Be prepared to help the sick in practical ways with food, clothing, helpful advice, and money. During our early days at the hospital, as we were praying in one of the wards, a man said to me, “We need your prayers, but we could also use some soap.” This comment opened a door for us to begin regular distributions of soap at the hospital, a center for the disabled, and our widows’ group.

6. Pray for Healing Intentionally

Include times of prayer for the ill in your regular gatherings. We believe that a prayer covering over our hospital, our city, and even the prison brings healings that we will not know about until heaven.

7. Don’t Blame the Sick

And of course, never blame the sick person or yourself if healing doesn’t happen right away. All the results of our prayers are in His hands. God will choose how He will be glorified.

From Taunted to Healed

As our team has put these suggestions into practice, we have seen some marvelous healings in response to prayer. Several years ago, I was asked to speak at a youth conference. Afterward, I noticed a young man, Shadrach, lying on a mat outside the church. The pastor explained that his family had brought him and left him there a few days before. Shadrach’s legs were swollen, and there were open sores all over his body. He was scratching at these sores and seemed a pitiable mess.

About four months earlier, he had noticed a small sore on his leg. A few days later more sores began to cover his body. He went to the doctor and was prescribed different lotions and medicines, but the sores only became worse. Now, he could no longer work or walk, and he needed to borrow money to pay for medicine. As his situation became more and more serious, his family and friends pulled farther and
farther away.

He once had a childhood friend who was a believer, and when Shadrach came of age, he left the religion of his
family to become a Christ follower.
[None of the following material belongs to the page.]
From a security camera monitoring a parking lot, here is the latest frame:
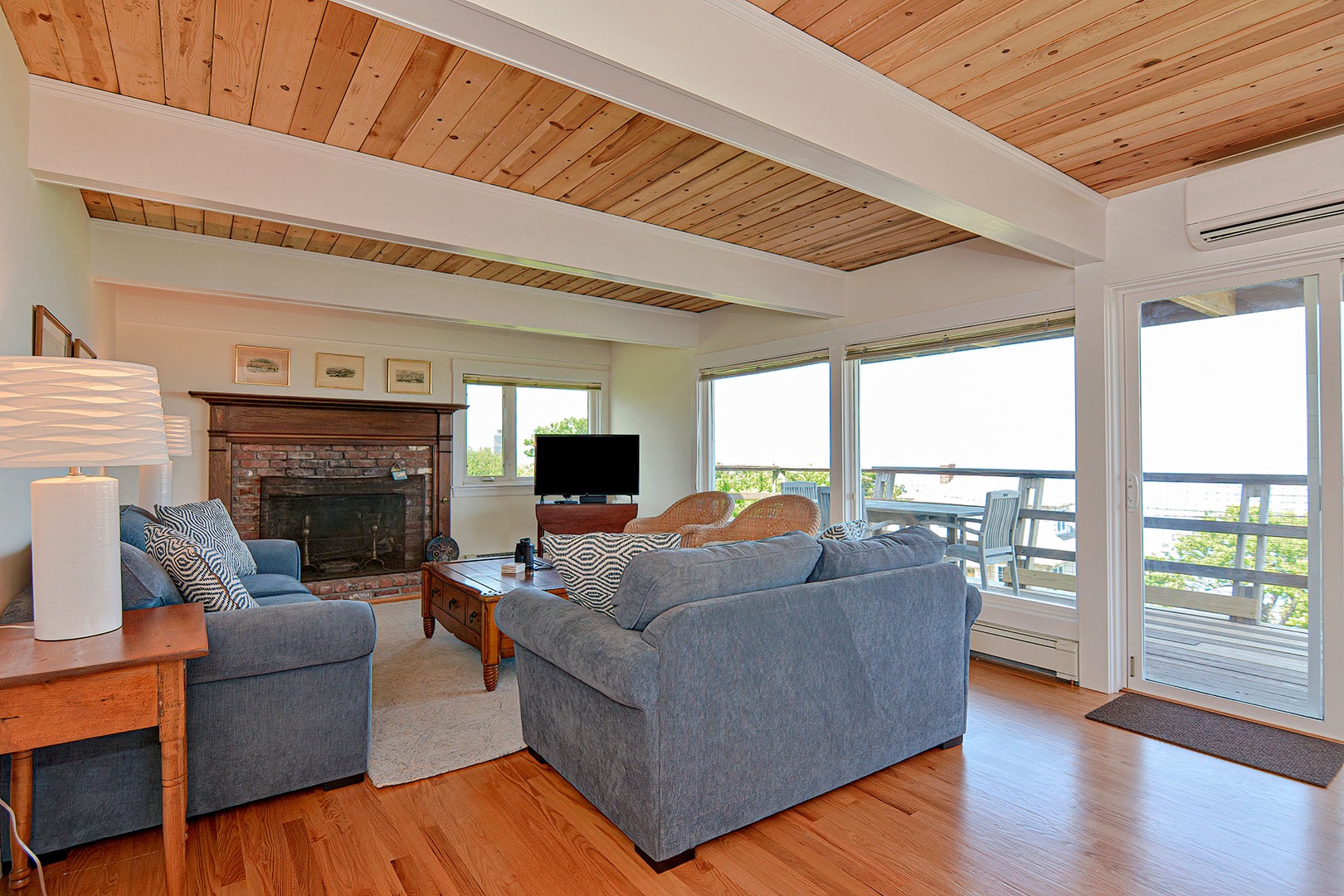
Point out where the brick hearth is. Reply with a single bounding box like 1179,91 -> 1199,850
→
191,392 -> 464,601
230,442 -> 434,601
But now that he was sick, his family would taunt him, saying, “Where is your Jesus now that you’re sick? What is this religion you’re following? You are worse off than any of us.” And with that, they picked him up, dragged him to the church, and left him there as a sign that his death was imminent and they wanted nothing more to do with him.

But that day, the Lord Jesus had a different plan for Shadrach. Our team quickly bent down and laid hands on him and began to pray. Shadrach himself said later that he knew it was a divine appointment and that he would be healed. Almost immediately the itching stopped.
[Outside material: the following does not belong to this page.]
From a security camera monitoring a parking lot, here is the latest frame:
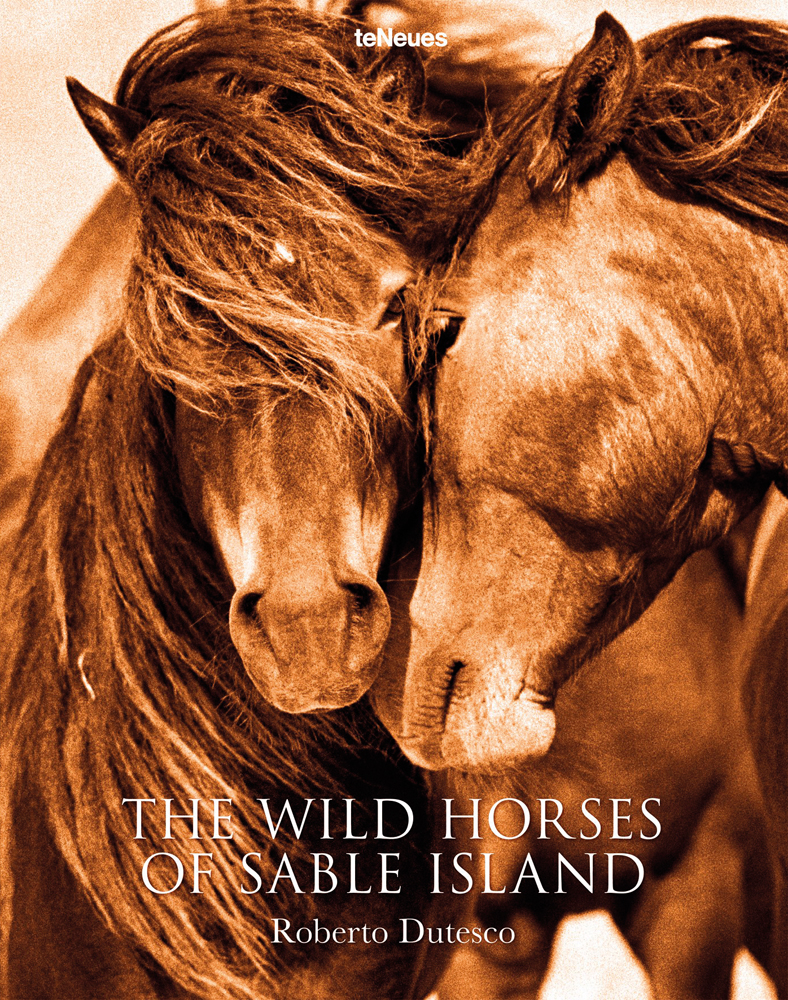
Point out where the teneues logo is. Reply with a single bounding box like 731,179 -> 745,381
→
356,28 -> 449,49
The next morning the pastor called me to say that the sores on Shadrach’s body had begun to go away. A few days later a message came that Shadrach was eating and able to walk. And a few weeks later Shadrach visited me, completely restored and praising God.

The mystery of healing in the power of Jesus’ name will always be with us. I have prayed for countless sick people who have not experienced the healing that Shadrach has experienced. But it should not keep me from praying expectantly that the sick will be healed or from declaring the complete authority in Jesus’ name over sickness and death.

May we be a people chosen by God, sent by the Lord Jesus, and equipped by the Holy Spirit to bring spiritual and physical healing to the community around us.